Rather than moving the Preakness, which is currently run two weeks after the Derby, Crist suggested that host track Pimlico should improve the undercard, which offers $1 million in purse money compared to $5 million at the Derby and $4 million on Belmont Day.
“Rather than blow up one of the few things in races that works perfectly, I would try to make the Preakness bigger on its own,” he offered.
After Privman signaled that he was in lockstep with Crist’s thoughts on the matter, Beyer said, “While I agree that the trainers being scared to run horses in two weeks has never made sense to me, it’s a fact of life. Trainers of horses who run in the Derby don’t want to run back in two weeks unless they’ve won the Derby, and sometimes not even then. The Preakness has been a lousy race for years. Typically, you get the Derby winner and a few bums.
“I just think the Triple Crown tracks have to face the reality that the timing doesn’t work and the Preakness has been spoiled because nobody (meaning most elite 3-year-old horses) shows up. If you give the horses an extra week, that dynamic could change.”
Out with the new, in with the old
Though Crist, Beyer, and Privman are all at least semi-retired from covering horse racing, they still pay close attention to developments in the sport — including the emergence of computer-assisted wagering in betting pools.
“There’s one aspect of the computer-assisted wagering that really has distressed me, and that was the creation of a type of wager that was a gift to the teams of computer bettors that had huge bankrolls and could win it,” Beyer said. “It was started by the Rainbow 6 at Gulfstream and the whole idea of big jackpot bets that were paid out to a lone winning ticket.

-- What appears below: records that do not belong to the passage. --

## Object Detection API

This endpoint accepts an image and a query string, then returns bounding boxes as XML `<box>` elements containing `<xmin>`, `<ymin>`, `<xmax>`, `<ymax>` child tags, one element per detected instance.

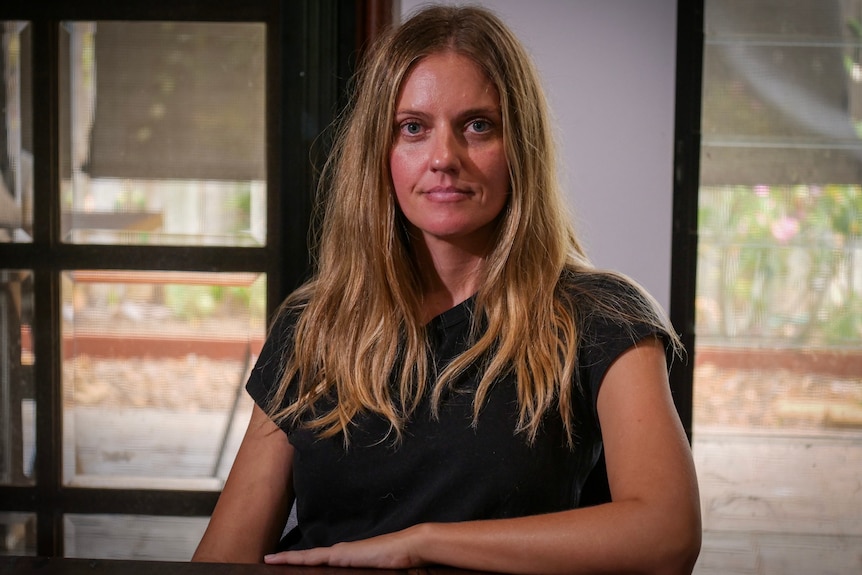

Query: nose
<box><xmin>430</xmin><ymin>128</ymin><xmax>460</xmax><ymax>172</ymax></box>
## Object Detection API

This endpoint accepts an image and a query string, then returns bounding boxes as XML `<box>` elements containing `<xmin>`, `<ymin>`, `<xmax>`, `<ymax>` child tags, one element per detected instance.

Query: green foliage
<box><xmin>698</xmin><ymin>185</ymin><xmax>862</xmax><ymax>347</ymax></box>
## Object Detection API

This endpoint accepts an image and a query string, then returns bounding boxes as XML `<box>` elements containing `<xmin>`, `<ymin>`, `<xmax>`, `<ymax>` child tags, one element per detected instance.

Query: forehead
<box><xmin>397</xmin><ymin>51</ymin><xmax>500</xmax><ymax>107</ymax></box>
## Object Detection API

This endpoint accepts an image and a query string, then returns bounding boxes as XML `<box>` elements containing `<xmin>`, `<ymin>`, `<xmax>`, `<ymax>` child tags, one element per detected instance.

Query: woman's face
<box><xmin>389</xmin><ymin>52</ymin><xmax>510</xmax><ymax>250</ymax></box>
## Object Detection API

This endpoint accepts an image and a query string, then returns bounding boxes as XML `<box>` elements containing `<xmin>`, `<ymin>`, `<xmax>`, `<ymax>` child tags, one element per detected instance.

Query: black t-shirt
<box><xmin>247</xmin><ymin>276</ymin><xmax>656</xmax><ymax>549</ymax></box>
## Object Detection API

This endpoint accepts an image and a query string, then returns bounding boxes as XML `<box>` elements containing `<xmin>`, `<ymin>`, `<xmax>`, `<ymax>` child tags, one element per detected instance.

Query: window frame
<box><xmin>0</xmin><ymin>0</ymin><xmax>378</xmax><ymax>556</ymax></box>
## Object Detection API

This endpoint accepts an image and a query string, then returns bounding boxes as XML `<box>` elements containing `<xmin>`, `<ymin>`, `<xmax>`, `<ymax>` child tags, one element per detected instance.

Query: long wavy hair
<box><xmin>269</xmin><ymin>6</ymin><xmax>675</xmax><ymax>442</ymax></box>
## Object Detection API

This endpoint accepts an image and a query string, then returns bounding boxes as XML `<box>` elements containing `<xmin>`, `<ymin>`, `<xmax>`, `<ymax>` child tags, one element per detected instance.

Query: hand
<box><xmin>263</xmin><ymin>526</ymin><xmax>425</xmax><ymax>569</ymax></box>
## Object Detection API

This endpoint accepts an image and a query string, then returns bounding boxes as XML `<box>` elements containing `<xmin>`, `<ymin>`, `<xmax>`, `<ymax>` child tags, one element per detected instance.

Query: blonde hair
<box><xmin>270</xmin><ymin>6</ymin><xmax>675</xmax><ymax>442</ymax></box>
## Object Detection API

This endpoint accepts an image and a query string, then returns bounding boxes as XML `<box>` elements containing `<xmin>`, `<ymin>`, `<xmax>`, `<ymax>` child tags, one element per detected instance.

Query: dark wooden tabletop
<box><xmin>0</xmin><ymin>557</ymin><xmax>500</xmax><ymax>575</ymax></box>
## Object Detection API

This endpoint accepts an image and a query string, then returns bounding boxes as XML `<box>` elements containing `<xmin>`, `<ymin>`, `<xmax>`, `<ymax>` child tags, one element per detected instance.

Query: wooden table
<box><xmin>0</xmin><ymin>557</ymin><xmax>492</xmax><ymax>575</ymax></box>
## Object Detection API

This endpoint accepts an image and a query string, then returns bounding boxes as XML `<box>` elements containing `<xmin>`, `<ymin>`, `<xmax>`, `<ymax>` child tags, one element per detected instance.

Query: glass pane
<box><xmin>0</xmin><ymin>270</ymin><xmax>36</xmax><ymax>485</ymax></box>
<box><xmin>64</xmin><ymin>515</ymin><xmax>208</xmax><ymax>561</ymax></box>
<box><xmin>693</xmin><ymin>0</ymin><xmax>862</xmax><ymax>575</ymax></box>
<box><xmin>0</xmin><ymin>511</ymin><xmax>36</xmax><ymax>556</ymax></box>
<box><xmin>60</xmin><ymin>22</ymin><xmax>266</xmax><ymax>246</ymax></box>
<box><xmin>0</xmin><ymin>20</ymin><xmax>33</xmax><ymax>242</ymax></box>
<box><xmin>62</xmin><ymin>270</ymin><xmax>266</xmax><ymax>490</ymax></box>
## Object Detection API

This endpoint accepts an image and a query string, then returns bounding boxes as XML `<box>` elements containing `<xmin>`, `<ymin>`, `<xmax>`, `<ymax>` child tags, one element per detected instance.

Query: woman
<box><xmin>194</xmin><ymin>7</ymin><xmax>700</xmax><ymax>573</ymax></box>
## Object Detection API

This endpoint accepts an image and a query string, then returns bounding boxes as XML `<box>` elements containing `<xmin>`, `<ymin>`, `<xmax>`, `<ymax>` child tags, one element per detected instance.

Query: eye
<box><xmin>469</xmin><ymin>120</ymin><xmax>491</xmax><ymax>134</ymax></box>
<box><xmin>401</xmin><ymin>120</ymin><xmax>422</xmax><ymax>136</ymax></box>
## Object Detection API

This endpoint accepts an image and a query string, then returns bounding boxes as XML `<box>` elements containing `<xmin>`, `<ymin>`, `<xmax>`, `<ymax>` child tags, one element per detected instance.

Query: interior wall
<box><xmin>400</xmin><ymin>0</ymin><xmax>677</xmax><ymax>309</ymax></box>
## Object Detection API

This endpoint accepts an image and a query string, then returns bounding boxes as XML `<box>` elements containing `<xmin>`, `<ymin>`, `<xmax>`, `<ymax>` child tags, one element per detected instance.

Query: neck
<box><xmin>414</xmin><ymin>235</ymin><xmax>485</xmax><ymax>323</ymax></box>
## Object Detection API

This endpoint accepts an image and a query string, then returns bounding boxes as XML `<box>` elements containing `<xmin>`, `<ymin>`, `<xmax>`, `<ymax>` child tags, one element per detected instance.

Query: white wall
<box><xmin>401</xmin><ymin>0</ymin><xmax>677</xmax><ymax>308</ymax></box>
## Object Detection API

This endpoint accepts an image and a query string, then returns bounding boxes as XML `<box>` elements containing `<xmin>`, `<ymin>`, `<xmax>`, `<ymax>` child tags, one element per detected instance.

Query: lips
<box><xmin>423</xmin><ymin>186</ymin><xmax>473</xmax><ymax>203</ymax></box>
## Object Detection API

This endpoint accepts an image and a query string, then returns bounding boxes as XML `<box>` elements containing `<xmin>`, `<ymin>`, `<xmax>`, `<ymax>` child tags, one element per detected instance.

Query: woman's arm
<box><xmin>192</xmin><ymin>405</ymin><xmax>293</xmax><ymax>563</ymax></box>
<box><xmin>266</xmin><ymin>338</ymin><xmax>701</xmax><ymax>574</ymax></box>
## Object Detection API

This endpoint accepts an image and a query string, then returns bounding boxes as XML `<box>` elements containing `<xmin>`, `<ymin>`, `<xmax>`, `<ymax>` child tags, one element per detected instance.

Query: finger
<box><xmin>263</xmin><ymin>549</ymin><xmax>327</xmax><ymax>565</ymax></box>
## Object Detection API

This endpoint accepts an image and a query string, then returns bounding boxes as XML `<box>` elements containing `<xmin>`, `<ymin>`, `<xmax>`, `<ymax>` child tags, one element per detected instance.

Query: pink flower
<box><xmin>770</xmin><ymin>216</ymin><xmax>799</xmax><ymax>243</ymax></box>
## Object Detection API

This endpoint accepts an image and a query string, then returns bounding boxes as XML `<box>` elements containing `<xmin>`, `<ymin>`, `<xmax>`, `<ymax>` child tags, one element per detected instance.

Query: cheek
<box><xmin>389</xmin><ymin>150</ymin><xmax>411</xmax><ymax>199</ymax></box>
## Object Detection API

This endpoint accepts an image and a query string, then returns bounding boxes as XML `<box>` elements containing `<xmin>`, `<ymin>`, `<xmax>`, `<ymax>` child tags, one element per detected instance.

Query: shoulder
<box><xmin>559</xmin><ymin>269</ymin><xmax>663</xmax><ymax>324</ymax></box>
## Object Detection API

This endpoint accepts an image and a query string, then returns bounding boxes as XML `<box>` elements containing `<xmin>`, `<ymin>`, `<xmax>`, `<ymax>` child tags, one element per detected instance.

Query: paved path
<box><xmin>694</xmin><ymin>429</ymin><xmax>862</xmax><ymax>575</ymax></box>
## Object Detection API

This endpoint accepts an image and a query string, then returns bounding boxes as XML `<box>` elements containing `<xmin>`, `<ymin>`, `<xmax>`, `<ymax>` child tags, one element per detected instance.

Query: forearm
<box><xmin>411</xmin><ymin>501</ymin><xmax>701</xmax><ymax>574</ymax></box>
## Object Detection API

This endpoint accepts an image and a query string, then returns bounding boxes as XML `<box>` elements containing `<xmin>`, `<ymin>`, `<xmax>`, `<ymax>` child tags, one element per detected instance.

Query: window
<box><xmin>678</xmin><ymin>0</ymin><xmax>862</xmax><ymax>574</ymax></box>
<box><xmin>0</xmin><ymin>0</ymin><xmax>372</xmax><ymax>560</ymax></box>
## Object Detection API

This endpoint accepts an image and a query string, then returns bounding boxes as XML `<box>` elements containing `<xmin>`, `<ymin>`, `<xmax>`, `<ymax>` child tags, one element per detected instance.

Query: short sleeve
<box><xmin>245</xmin><ymin>306</ymin><xmax>296</xmax><ymax>424</ymax></box>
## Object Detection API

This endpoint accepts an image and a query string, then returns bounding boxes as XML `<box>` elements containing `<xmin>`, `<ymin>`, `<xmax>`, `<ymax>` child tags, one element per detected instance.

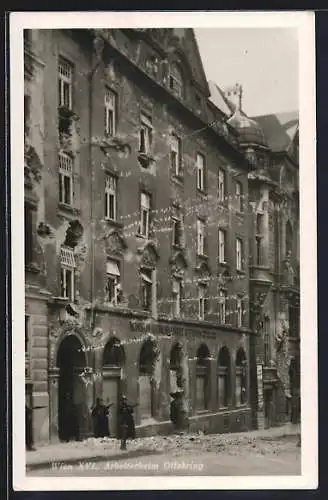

“It was promoted by the industry as a great thing for the little guy — the small bettor would have a chance to win a fortune,” he continued. “The way the Gulfstream bets were structured, the little guy had no chance because the computer teams could play so many combinations that somebody betting a few hundred dollars was never going to have a unique ticket.
“I’m glad to see some places like New York have gone back to the traditional format of the Pick 6, but the jackpot bets have been a cancer on the sport.”
Some multi-track owners have embraced the CAW whales, with 1/ST (aka the Stronach Group) and the New York Racing Association taking ownership stakes in a platform called Elite Turf Club that caters to high-frequency, highly liquid players and syndicates. Crist sees this as a conflict of interest, saying it gives racetrack operators “financial incentive to screw their [smaller] customers” and calling for NYRA and Stronach to divest their ownership stakes in Elite.
Finally, a question came in from the audience concerning how the sport might diversify its fan and betting base, with Privman responding, “I’d like everybody to take a look around this room. There needs to be far better outreach to people who don’t look like you. We can’t go on just appealing to the same core, narrow group of the public for this sport to thrive and grow. That, to me, is as important as bringing in a younger generation.”
“We can’t go on just appealing to the same core narrow group of the public for this sport to thrive and grow.” – @jayprivman
Great discussions and questions for our Racing's Iconic Turf Writers panel. pic.twitter.com/pYoaa1FD5x
But Privman’s co-panelists questioned whether ramping up efforts to cater to younger bettors was really all that important.
“There was not a golden era when the track was full of young people,” Crist said. “It’s a game for people with disposable time and disposable income. If anything, we should have outreach to older people.”
“The sport has always appealed to an older demographic,” added Beyer. “That’s probably not going to change.”